For many models on a RAM budget, use --served-models <json> for on-demand LRU loading
(engines load lazily and evict under a memory budget) instead of eager-spawning each.
Adapter alternatives (front an existing server): --upstream, --image-upstream,
--audio-upstream, --video-upstream.
Joining the network
To earn on OGONG, a provider pushes each signed served-record to a validator (and, when metered, settles on-chain). It is off unless you opt in:
ogong-provider configure \
--embedded-text ~/.ogong-provider/models/your-model.gguf \
--machine mac-studio \
--join-network \
--validator-endpoint 127.0.0.1:4533
ogong-provider start
--join-network- opt into the verified-inference network.--validator-endpoint <host:port>- theogong-validatordto push signed records to.--machine <name>- short machine id, combined with your user id to form your canonical provider id.

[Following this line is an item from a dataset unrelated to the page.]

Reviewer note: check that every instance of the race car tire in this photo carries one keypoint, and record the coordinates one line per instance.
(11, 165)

A Solana payout keypair is generated locally on first run. Print your payout address with:
ogong-provider wallet
Tunnel mode (home contributor)
ogong-provider start dials out to a tunnel server over QUIC and serves through it, so a home
GPU behind NAT can contribute without exposing a public address. Requires an API key
(--api-key, or OGONG_PROVIDER_API_KEY). The tunnel is only the transport: combined with
--join-network, a home GPU serves on the Verified tier like any other provider, its
work is committed and audited. (For a purely private server you run only for yourself, with no
account and no audit, see Local mode.)
TEE / marketplace operator
ogong-provider serve runs a direct HTTPS server (skips the tunnel) for operators with a
public, TEE-attested instance:
ogong-provider serve --listen 0.0.0.0:8443 --cert fullchain.pem --key privkey.pem
For TEE-tier attestation, fetch a DCAP quote bound to your report-data with
ogong-provider quote, then submit your identity with ogong-provider marketplace-register. The
operator-side admin runs DCAP chain verification before approving.
Inspecting
ogong-provider show # print config (api key redacted)
ogong-provider wallet # print Solana payout address
ogong-provider pull --list # browse the model catalog
ogong-provider pull <name> # download a model
See the CLI reference for the full flag list.